Lalu apa makna (سَلَامٌ) dalam ayat ini ? Sebagian ulama mengatakan maknanya adalah kesejahteraan padanya dalam segala urusan. Sebagian lagi mengatakan maknanya adalah keselamatan, sehingga pada malam tersebut setan tidak mampu berbuat keburukan atau tidak mampu mengganggu. Ini merupakan pendapat yang dipilih oleh Mujahid. Asy Sya’bi mengatakan makna (سَلَامٌ) adalah salam para malaikat kepada Ahli Mesjid hingga terbit fajar. Qatadah dan Ibnu Zaid mengatakan makna (سَلَامٌ) adalah semua kebaikan sehingga tidak ada keburukan padanya hingga terbit fajar.

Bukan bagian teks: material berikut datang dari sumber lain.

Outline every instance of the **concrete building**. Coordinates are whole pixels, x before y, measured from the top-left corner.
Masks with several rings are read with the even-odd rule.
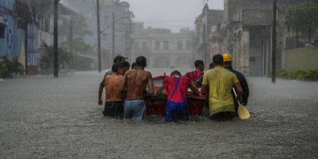
[[[93,34],[83,38],[84,41],[92,45],[97,45],[97,15],[96,0],[63,0],[62,2],[84,15],[88,29]],[[130,5],[125,1],[116,0],[100,0],[101,45],[102,68],[106,69],[112,65],[113,57],[117,55],[130,57],[131,52],[131,22],[134,17],[129,10]],[[113,13],[114,17],[113,19]],[[114,22],[114,51],[112,55],[113,30]],[[97,57],[97,54],[92,55]]]
[[[0,56],[18,58],[26,75],[38,73],[39,48],[50,43],[50,19],[53,13],[50,0],[0,1]],[[59,14],[75,12],[62,4]]]
[[[172,33],[169,29],[144,28],[143,23],[134,23],[134,26],[132,60],[144,56],[149,68],[185,70],[194,68],[193,31],[183,29]]]
[[[213,35],[220,30],[223,23],[223,10],[209,9],[208,5],[205,5],[194,23],[196,25],[194,59],[203,60],[206,66],[212,62],[214,53],[210,50],[217,47],[214,44],[216,38]]]
[[[305,0],[277,0],[276,69],[284,65],[287,26],[286,8]],[[246,75],[263,76],[271,71],[272,1],[226,0],[224,22],[227,51],[233,56],[234,68]]]
[[[305,1],[277,0],[277,69],[285,62],[285,11]],[[244,75],[268,75],[271,71],[272,8],[270,0],[225,0],[224,11],[210,10],[206,5],[195,22],[197,58],[207,63],[215,55],[229,53],[234,68]]]

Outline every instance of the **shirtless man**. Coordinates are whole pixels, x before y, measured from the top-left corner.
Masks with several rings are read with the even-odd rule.
[[[147,59],[143,56],[136,59],[137,68],[127,71],[124,76],[119,89],[123,92],[127,87],[127,96],[124,108],[124,118],[142,120],[146,115],[145,93],[153,95],[155,88],[153,77],[149,72],[144,71]],[[149,90],[146,89],[148,85]]]
[[[129,69],[129,63],[122,61],[115,63],[112,67],[113,74],[105,78],[106,103],[103,114],[105,116],[122,119],[124,114],[124,96],[118,87],[124,79],[124,75]]]

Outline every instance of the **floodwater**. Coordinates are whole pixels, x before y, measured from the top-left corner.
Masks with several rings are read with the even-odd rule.
[[[103,117],[103,76],[0,81],[0,158],[318,158],[318,82],[248,77],[250,119],[166,123]]]

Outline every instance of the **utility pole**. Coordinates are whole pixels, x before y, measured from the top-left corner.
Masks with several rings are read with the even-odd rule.
[[[100,49],[100,21],[99,21],[99,0],[96,0],[97,15],[97,52],[98,54],[98,73],[101,73],[101,55]]]
[[[272,83],[276,78],[276,0],[273,0],[273,24],[272,24]]]
[[[209,49],[208,49],[208,1],[207,1],[207,3],[205,4],[205,6],[204,6],[205,8],[205,9],[204,9],[204,14],[205,14],[205,30],[204,30],[204,45],[205,45],[205,47],[204,47],[204,56],[203,56],[203,58],[204,58],[204,60],[203,60],[203,61],[204,61],[204,63],[205,64],[207,64],[207,62],[208,62],[208,61],[207,61],[208,60],[208,57],[210,57],[210,56],[207,56],[207,54],[209,53]]]
[[[133,34],[131,19],[129,19],[129,59],[131,60],[131,36]]]
[[[59,77],[59,42],[58,42],[58,5],[60,0],[54,0],[54,77]]]
[[[112,24],[112,53],[111,56],[110,56],[110,60],[113,58],[113,56],[115,56],[115,13],[113,12],[113,22]],[[111,64],[110,62],[109,64]]]
[[[70,21],[70,51],[72,54],[73,52],[73,16],[71,16],[71,20]],[[72,60],[72,63],[71,66],[71,69],[73,69],[74,63],[73,59]]]

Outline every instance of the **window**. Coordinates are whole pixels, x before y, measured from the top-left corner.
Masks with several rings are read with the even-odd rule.
[[[145,50],[147,49],[147,45],[146,42],[143,42],[143,49]]]
[[[0,38],[4,39],[5,25],[0,24]]]
[[[182,50],[182,41],[178,41],[177,43],[177,50]]]
[[[169,50],[169,42],[167,41],[163,41],[163,50]]]
[[[191,45],[192,45],[192,44],[191,44],[191,41],[187,40],[187,45],[186,45],[187,50],[191,50]]]
[[[108,16],[108,15],[104,15],[104,18],[105,21],[108,21],[108,20],[109,20],[109,16]]]
[[[103,41],[107,40],[107,33],[101,34],[101,38]]]
[[[155,50],[160,50],[160,41],[157,41],[155,44]]]

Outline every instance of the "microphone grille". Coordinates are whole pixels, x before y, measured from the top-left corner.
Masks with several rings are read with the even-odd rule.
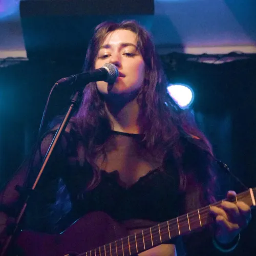
[[[102,68],[106,69],[108,70],[109,75],[108,78],[105,80],[105,82],[109,83],[114,83],[116,78],[118,76],[118,70],[114,64],[111,63],[106,63],[103,65]]]

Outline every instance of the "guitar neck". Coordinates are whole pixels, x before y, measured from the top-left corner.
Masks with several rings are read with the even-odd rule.
[[[250,207],[255,206],[256,188],[250,188],[238,194],[233,202],[244,202]],[[179,236],[184,235],[213,222],[209,215],[212,206],[219,206],[224,199],[191,211],[175,219],[131,234],[89,251],[86,256],[125,256],[136,254],[159,245]],[[78,255],[79,256],[79,255]]]

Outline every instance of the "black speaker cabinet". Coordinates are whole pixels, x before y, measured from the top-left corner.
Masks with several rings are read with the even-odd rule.
[[[136,19],[150,29],[154,0],[26,0],[20,3],[30,59],[82,61],[94,28],[108,20]]]

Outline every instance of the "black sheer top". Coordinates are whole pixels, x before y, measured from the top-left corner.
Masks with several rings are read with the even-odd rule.
[[[53,136],[54,132],[51,132],[44,137],[36,159],[42,159]],[[106,170],[99,171],[98,184],[94,188],[87,189],[93,178],[92,166],[85,160],[82,143],[77,134],[73,130],[66,132],[29,204],[27,228],[59,232],[77,219],[96,211],[103,211],[120,222],[141,220],[136,223],[142,226],[143,220],[161,222],[179,215],[181,198],[175,174],[163,170],[162,166],[151,169],[150,164],[141,164],[141,161],[146,161],[151,156],[147,156],[147,153],[141,148],[140,135],[113,132],[111,136],[108,147],[110,151],[114,152],[110,157],[112,161],[115,159],[118,166],[123,164],[118,161],[126,161],[122,165],[124,168],[141,167],[144,169],[145,174],[127,186],[121,179],[122,170],[112,169],[116,164],[109,163],[105,165]],[[117,140],[117,150],[112,143]],[[122,149],[119,150],[119,147]],[[35,170],[38,169],[40,162],[35,160],[34,170],[29,175],[30,184],[35,179],[37,173]],[[135,170],[131,172],[133,170]],[[135,225],[133,228],[140,227]]]

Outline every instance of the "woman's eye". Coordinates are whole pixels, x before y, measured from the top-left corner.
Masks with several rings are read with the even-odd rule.
[[[125,52],[124,53],[124,55],[129,56],[129,57],[133,57],[134,56],[135,54],[134,53],[132,53],[131,52]]]

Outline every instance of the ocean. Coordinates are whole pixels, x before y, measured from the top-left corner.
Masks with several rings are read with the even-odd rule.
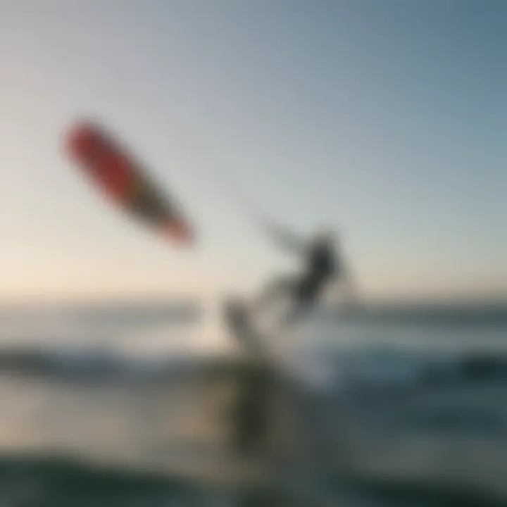
[[[273,346],[249,458],[242,358],[205,328],[155,303],[0,310],[0,507],[507,506],[507,306],[309,318]]]

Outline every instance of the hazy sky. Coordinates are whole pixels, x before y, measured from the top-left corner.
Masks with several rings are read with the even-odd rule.
[[[213,292],[343,234],[365,294],[507,292],[507,2],[0,0],[1,295]],[[61,131],[99,118],[193,218],[178,251],[105,204]]]

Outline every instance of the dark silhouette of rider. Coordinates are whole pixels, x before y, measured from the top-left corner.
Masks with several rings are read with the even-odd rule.
[[[292,303],[287,316],[290,320],[313,306],[332,282],[346,283],[350,292],[348,273],[339,255],[335,234],[323,230],[310,241],[304,241],[277,226],[270,224],[268,227],[275,242],[302,257],[304,265],[299,275],[270,282],[258,301],[258,309],[266,308],[278,297],[288,296]]]

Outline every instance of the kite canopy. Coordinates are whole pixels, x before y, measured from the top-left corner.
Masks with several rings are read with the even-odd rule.
[[[130,216],[179,244],[193,242],[191,227],[173,199],[101,126],[82,121],[65,137],[70,159],[111,201]]]

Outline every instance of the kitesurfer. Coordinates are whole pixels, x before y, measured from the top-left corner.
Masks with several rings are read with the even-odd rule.
[[[335,234],[323,229],[310,241],[304,241],[284,229],[267,225],[275,242],[302,257],[305,265],[299,275],[270,282],[258,299],[257,309],[263,310],[277,297],[287,296],[292,303],[286,317],[286,322],[289,322],[312,307],[333,281],[346,284],[350,292],[348,273],[339,255],[339,245]]]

Allah Subhana wa Ta’ala menyebut pada malam ini adanya Salaam karena pada malam ini banyak sekali keselamatan dari dosa dan hukumanNya. Nabi Shallallahu ‘alaihi wa Sallam bersabda,
مَنْ قَامَ لَيْلَةَ الْقَدْرِ إِيمَانًا وَاحْتِسَابًا غُفِرَ لَهُ مَا تَقَدَّمَ مِنْ ذَنْبِهِ
“Barangsiapa yang mengerjakan sholat pada malam lailatul Qadr karena iman dan mengharap pahala maka akan diampuni dosa-dosanya yang telah berlalu”.

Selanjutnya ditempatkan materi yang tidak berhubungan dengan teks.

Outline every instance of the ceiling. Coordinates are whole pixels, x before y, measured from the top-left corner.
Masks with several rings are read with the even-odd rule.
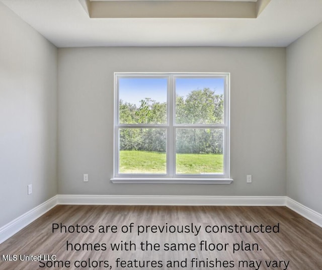
[[[97,0],[0,1],[58,47],[286,47],[322,22],[321,0],[271,0],[249,19],[93,19],[85,3]]]

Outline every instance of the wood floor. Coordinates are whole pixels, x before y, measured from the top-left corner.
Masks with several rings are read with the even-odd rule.
[[[322,228],[284,207],[59,205],[0,256],[1,270],[321,270]]]

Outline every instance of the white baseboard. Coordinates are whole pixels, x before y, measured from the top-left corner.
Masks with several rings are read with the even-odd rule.
[[[0,228],[0,244],[57,205],[286,206],[322,227],[322,214],[286,196],[58,195]]]
[[[58,204],[285,206],[285,196],[57,195]]]
[[[306,207],[290,198],[287,198],[286,206],[322,227],[322,214]]]
[[[0,244],[57,205],[54,196],[0,228]]]

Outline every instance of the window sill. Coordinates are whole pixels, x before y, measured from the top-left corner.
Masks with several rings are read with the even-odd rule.
[[[113,184],[230,184],[230,178],[156,178],[115,177],[111,178]]]

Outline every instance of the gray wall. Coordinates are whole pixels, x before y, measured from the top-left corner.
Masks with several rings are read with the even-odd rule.
[[[286,195],[285,56],[285,48],[59,49],[58,193]],[[231,72],[233,184],[112,184],[113,73],[121,71]]]
[[[57,194],[57,51],[1,2],[0,37],[1,227]]]
[[[322,213],[322,23],[287,49],[287,195]]]

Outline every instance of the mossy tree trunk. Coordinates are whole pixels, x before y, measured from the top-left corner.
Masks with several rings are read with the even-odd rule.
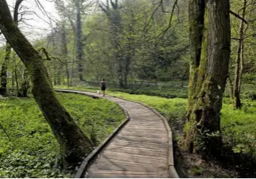
[[[246,13],[246,4],[247,0],[243,0],[243,11],[242,11],[242,18],[244,19]],[[241,108],[241,101],[240,99],[240,77],[241,77],[241,66],[242,60],[241,56],[242,53],[242,46],[243,41],[243,32],[244,32],[244,22],[240,20],[240,27],[239,27],[239,35],[238,35],[238,51],[237,51],[237,59],[235,64],[235,80],[234,80],[234,88],[233,88],[233,98],[234,98],[234,108],[238,109]]]
[[[189,1],[190,76],[184,149],[204,158],[222,146],[220,113],[230,57],[228,0]]]
[[[7,95],[7,65],[10,60],[10,52],[12,47],[8,43],[6,43],[5,47],[5,55],[4,62],[1,65],[1,87],[0,87],[0,94],[5,96]]]
[[[59,103],[42,57],[13,22],[5,0],[0,0],[0,29],[25,65],[32,81],[32,92],[70,164],[81,161],[92,149],[90,140]]]
[[[82,21],[81,19],[81,1],[75,1],[76,7],[76,50],[78,60],[78,71],[80,81],[84,81],[84,52],[82,42]]]
[[[14,20],[14,22],[17,25],[18,25],[18,7],[23,1],[24,0],[16,0],[15,3],[15,6],[14,6],[13,20]],[[5,56],[4,56],[3,64],[1,66],[1,76],[0,76],[1,77],[0,94],[4,95],[4,96],[7,95],[7,69],[8,69],[8,63],[10,61],[11,49],[12,49],[12,47],[8,43],[8,42],[7,42],[6,47],[5,47]]]
[[[18,97],[27,97],[27,91],[30,88],[30,79],[28,77],[28,72],[25,68],[23,74],[23,81],[21,83],[21,88],[18,91]]]
[[[67,38],[66,38],[66,27],[65,24],[62,24],[61,28],[61,53],[65,59],[65,70],[67,75],[67,85],[70,86],[70,71],[68,66],[68,51],[67,51]]]

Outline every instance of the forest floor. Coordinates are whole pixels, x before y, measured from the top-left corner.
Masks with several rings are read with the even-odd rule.
[[[78,86],[71,88],[96,91],[94,88]],[[203,161],[199,155],[187,153],[179,147],[186,120],[186,99],[166,99],[116,91],[107,91],[107,94],[142,102],[155,108],[169,120],[174,133],[176,168],[181,178],[256,177],[254,165],[256,157],[256,101],[243,99],[242,109],[234,110],[230,99],[224,98],[221,132],[226,147],[221,158]]]
[[[106,99],[58,94],[58,99],[96,147],[125,119]],[[0,178],[70,178],[35,99],[0,98]]]

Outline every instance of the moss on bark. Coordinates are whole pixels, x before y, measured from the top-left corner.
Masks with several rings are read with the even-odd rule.
[[[229,10],[229,1],[189,1],[191,63],[183,146],[203,158],[217,154],[222,146],[220,113],[230,56]]]
[[[29,72],[33,94],[60,144],[63,157],[70,164],[82,161],[92,150],[91,141],[57,99],[42,57],[13,22],[5,0],[0,0],[0,29]]]

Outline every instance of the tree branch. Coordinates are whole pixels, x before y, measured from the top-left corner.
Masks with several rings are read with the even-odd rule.
[[[245,20],[243,18],[240,17],[238,14],[234,13],[233,11],[232,10],[229,10],[229,13],[233,15],[235,17],[238,18],[240,18],[240,20],[242,20],[245,24],[248,24],[247,21]]]

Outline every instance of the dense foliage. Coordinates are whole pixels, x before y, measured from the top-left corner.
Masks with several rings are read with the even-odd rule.
[[[78,94],[58,94],[96,147],[124,119],[115,104]],[[0,99],[0,177],[70,178],[59,147],[33,98]]]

Firman Allah Subhana wa Ta’ala (حَتَّى مَطْلَعِ الْفَجْرِ) “sampai terbit fajar”. Yaitu malaikat turun pada malam tersebut hingga terbitnya fajar, jika fajar telah terbit maka berakhir pula lah malam Lailatul Qadr.
Mujahid mengatakan: “Malam kesejahteraan untuk mengatur semua urusan.” Sedangkan Sa’id bin Manshur berkata: “Isa bin Yunus memberitahu kami, al-A’masy memberitahu kami, dari Mujahid, mengenai firman-Nya: salaamun Hiya (“Malam itu penuh kesejahteraan”) dia mengatakan: ‘Ia aman, dimana waktu itu syaitan tidak dapat melakukan kejahatan atau melancarkan gangguan.’” Sedangkan Qatadah dan lain-lain mengatakan: “Pada waktu itu semua urusan diputuskan, berbagai ajal dan rizki juga ditetapkan, sebagaimana yang difirmankan Allah Ta’ala: fiiHaa yufraqu kullu amrin hakiim (“Pada malam itu dijelaskan segala urusan yang penuh hikmah.”)(ad-Dukhaan: 4).
Referensi : Tafsir Al Qur’anul Karim, Tafsir Ibnu Katsir, dll.